Scaling problems in large systems are rarely solved at the micro level, i.e. you don't "scale" by simply gaining the ability to run more operations in a single thread. This is always the problem with "language X is more scalable than Y" debates. From my experience scale has little to do with language, everything to do with how you use it.

This post brings to mind another written by Alex Payne a few years back about scaling in the large vs. scaling in the small:

https://al3x.net/2010/07/27/node.html

The danger with making hand-wavy claims with very few technical details is that it perpetuates the notion that there are certain magic bullets out there that will magically make your system "scale" if you use them. In the past few years we've seen quite a few large companies in SV and SF make the switch to some shiny new language (Scala, anyone?) only to find several million dollars and many months later that they're still having conversations about how to make stuff scale. Only now they're talking about making it happen in a language that is fairly new to their organization and with which they have only a few real experts.

6 comments

Your comment reads to me as if you think the author implied that they think Go "magically" provides scalability. I inferred nothing of the sort. Rather, I assumed they wanted to use a language which provides concurrency as a primitive, to make it easier for them to write concurrent code.

This switch (Python to Go) for this motivation (better concurrency support) seems reasonable to me, particularly since Python does not have a good concurrency story. (I love Python. But I would not choose it if I wanted high concurrency.)

Also you should consider that the more you scale, the more "scaling in the small" saves you money/machines/operators/...

Why ? Less resource-hungry code requires less resources and doesn't cause problems quite so quickly (tends to cause harder problems though). 8 years ago I switched the directory on a site that required >30 servers to run to tmpfs, and did some serious sql optimization in the php code. The month after that I turned down 20 of them (actual servers + caching and load balancing servers that weren't necessary anymore).

Everything you said is true, of course, but I think it applies more generally to inexperienced startups with first-time technical founders, or larger corporations with a "B" technical staff.

In this case, you're talking about Dropbox, which already has achieved the scale, in both the large and small senses, that require a deeper level of problem solving than simply switching languages would provide.

Even if I personally find Go an odd choice for this project (why not C++, which already has the library support they need, and much more?), their present-day successes demonstrate that they didn't expect a scalability panacea from Go, just a better runtime for a subset of their critical path code.

Nothing is magic but in this case moving from a language with a GIL to a language built for (single machine) concurrency probably scales a lot.

The OP says as much in the comments: "For us, one of the biggest latency wins comes from the fact that go can truly execute sql statements in parallel (whereas python's GIL serialized these parallelizable operations). In general, single-threaded go is at least 5x faster than pure python (without c-module)."

Go over Python may not be a magic bullet, but it's a damn useful tool nevertheless.
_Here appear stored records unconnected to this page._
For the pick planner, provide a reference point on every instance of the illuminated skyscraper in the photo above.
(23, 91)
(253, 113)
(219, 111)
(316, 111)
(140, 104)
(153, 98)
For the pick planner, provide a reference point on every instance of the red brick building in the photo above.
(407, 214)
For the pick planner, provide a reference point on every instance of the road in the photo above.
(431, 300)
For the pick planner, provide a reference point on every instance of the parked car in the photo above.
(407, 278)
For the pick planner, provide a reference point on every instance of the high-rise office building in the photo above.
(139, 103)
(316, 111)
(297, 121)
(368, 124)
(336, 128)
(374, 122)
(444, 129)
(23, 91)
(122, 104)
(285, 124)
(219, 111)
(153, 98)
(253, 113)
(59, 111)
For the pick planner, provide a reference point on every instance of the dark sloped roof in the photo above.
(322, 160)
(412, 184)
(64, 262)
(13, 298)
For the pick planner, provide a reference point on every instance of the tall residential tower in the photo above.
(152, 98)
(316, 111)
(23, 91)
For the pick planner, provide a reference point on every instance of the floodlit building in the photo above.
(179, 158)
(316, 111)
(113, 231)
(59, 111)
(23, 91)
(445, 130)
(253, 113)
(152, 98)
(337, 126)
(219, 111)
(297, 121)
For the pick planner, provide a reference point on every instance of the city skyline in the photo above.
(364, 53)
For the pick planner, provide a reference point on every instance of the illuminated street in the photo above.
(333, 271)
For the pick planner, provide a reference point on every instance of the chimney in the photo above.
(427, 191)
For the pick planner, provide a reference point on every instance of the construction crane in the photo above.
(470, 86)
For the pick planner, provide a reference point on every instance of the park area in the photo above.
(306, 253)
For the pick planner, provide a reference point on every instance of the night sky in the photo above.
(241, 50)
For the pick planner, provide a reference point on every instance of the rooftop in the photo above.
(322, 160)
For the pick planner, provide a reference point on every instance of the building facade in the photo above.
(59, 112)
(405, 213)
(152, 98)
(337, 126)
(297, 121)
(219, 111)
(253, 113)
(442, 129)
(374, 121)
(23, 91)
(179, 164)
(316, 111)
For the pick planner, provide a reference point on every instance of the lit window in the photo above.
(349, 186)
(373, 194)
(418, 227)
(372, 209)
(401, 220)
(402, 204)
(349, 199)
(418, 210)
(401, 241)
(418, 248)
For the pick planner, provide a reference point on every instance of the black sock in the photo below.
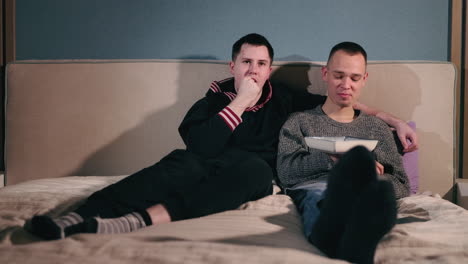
(374, 214)
(354, 171)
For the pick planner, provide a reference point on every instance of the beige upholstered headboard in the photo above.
(115, 117)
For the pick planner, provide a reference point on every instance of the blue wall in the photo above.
(171, 29)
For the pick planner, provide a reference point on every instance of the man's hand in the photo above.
(379, 167)
(407, 136)
(247, 95)
(404, 131)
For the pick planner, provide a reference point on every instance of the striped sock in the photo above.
(127, 223)
(49, 228)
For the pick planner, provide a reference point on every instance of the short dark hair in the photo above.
(349, 47)
(252, 39)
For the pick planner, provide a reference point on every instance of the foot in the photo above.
(352, 173)
(373, 216)
(48, 228)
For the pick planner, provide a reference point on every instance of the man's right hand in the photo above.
(247, 95)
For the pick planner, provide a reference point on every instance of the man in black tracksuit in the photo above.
(231, 137)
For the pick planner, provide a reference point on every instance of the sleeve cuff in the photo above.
(230, 118)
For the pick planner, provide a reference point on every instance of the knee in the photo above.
(180, 159)
(254, 175)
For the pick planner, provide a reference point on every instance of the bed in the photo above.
(73, 127)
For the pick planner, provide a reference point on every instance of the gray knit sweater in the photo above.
(298, 164)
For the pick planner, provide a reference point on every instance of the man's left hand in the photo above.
(407, 136)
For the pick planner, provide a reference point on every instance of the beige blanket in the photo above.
(429, 230)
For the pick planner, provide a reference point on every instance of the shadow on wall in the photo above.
(156, 135)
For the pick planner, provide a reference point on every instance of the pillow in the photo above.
(410, 163)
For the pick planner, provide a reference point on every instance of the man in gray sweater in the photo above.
(347, 201)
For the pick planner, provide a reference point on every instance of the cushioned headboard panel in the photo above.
(115, 117)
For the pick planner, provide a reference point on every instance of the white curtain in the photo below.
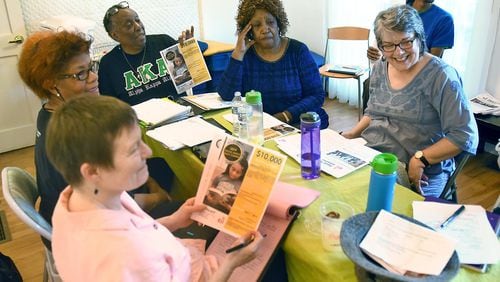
(472, 19)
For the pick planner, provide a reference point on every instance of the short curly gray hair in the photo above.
(402, 18)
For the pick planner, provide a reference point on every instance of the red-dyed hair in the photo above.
(46, 54)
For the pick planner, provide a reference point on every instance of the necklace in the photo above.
(134, 70)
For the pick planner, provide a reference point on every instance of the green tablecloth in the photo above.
(306, 260)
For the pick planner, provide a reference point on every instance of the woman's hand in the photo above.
(186, 34)
(373, 53)
(416, 175)
(239, 257)
(243, 43)
(182, 217)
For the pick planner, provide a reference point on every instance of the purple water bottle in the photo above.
(310, 153)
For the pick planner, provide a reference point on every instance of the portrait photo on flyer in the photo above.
(186, 65)
(236, 185)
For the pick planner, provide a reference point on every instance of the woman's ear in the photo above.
(114, 36)
(89, 172)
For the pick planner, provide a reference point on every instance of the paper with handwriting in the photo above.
(477, 243)
(407, 246)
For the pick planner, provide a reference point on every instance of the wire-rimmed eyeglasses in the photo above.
(81, 75)
(115, 8)
(404, 44)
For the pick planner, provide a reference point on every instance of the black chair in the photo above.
(450, 189)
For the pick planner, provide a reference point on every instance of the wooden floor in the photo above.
(479, 183)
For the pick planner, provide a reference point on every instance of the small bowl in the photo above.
(354, 230)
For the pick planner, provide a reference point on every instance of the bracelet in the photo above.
(287, 120)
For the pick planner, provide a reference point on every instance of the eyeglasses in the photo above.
(405, 44)
(81, 75)
(115, 8)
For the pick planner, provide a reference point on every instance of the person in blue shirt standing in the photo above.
(281, 68)
(417, 108)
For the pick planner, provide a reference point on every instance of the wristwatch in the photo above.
(419, 155)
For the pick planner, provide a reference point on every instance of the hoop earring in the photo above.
(58, 94)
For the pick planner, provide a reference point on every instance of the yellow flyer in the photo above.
(236, 185)
(186, 65)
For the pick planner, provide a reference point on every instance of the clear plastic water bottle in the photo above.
(310, 153)
(382, 181)
(256, 124)
(236, 103)
(244, 112)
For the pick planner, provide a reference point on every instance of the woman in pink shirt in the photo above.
(99, 232)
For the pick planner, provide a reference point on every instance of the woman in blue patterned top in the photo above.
(281, 68)
(417, 108)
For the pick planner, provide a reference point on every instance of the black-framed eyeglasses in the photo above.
(81, 75)
(405, 44)
(115, 8)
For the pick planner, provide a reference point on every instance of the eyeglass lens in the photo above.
(403, 45)
(113, 10)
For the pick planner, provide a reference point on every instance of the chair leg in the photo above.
(45, 272)
(360, 98)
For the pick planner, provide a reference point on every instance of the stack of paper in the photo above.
(339, 155)
(273, 127)
(401, 246)
(208, 101)
(156, 112)
(185, 133)
(477, 242)
(344, 69)
(485, 104)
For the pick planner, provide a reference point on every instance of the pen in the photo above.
(239, 246)
(453, 216)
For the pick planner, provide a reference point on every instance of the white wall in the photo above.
(159, 16)
(307, 21)
(493, 73)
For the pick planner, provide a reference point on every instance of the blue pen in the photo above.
(453, 216)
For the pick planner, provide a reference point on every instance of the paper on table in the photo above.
(339, 155)
(274, 225)
(406, 245)
(269, 120)
(188, 132)
(477, 242)
(208, 101)
(158, 110)
(273, 127)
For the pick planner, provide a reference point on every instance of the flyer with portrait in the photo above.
(186, 65)
(236, 185)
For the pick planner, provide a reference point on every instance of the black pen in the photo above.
(453, 216)
(239, 246)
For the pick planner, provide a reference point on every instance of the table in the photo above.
(306, 260)
(489, 129)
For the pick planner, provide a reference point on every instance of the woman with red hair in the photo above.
(57, 67)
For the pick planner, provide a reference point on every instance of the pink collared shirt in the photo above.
(108, 245)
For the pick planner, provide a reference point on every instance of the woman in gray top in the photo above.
(417, 108)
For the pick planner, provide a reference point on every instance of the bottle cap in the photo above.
(253, 97)
(310, 117)
(385, 163)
While Go does not magically scale to datacenter-level systems, python cannot, without significant work, use even the resources on a laptop. There's a huge range of problems that are larger than 1 core and smaller than 48 cores (or 72 cores, or however many are in your largest server). And as the sibling comments have mentioned, straight-line single-thread performance is not irrelevant. Starting with a language that's slower than perl isn't a good beginning.
You're right regarding larger system architectures where it's more about the services and less about what language each is written in.

1) Regarding concurrency, Go really pushes you towards writing things in a scalable way with the goroutines and channels, while still giving you mutexes for when those are the best fit.

2) Regarding single-threaded performance, this does indeed start mattering once you un-bottleneck-yourself on the architecture and concurrency fronts. 250 boxes are cheaper than 500.

You're right, but consider this: they managed to rid themselves of Python's GIL by not using Python. If they can actually reap the benefits of parallelism, it means a lot for scalability.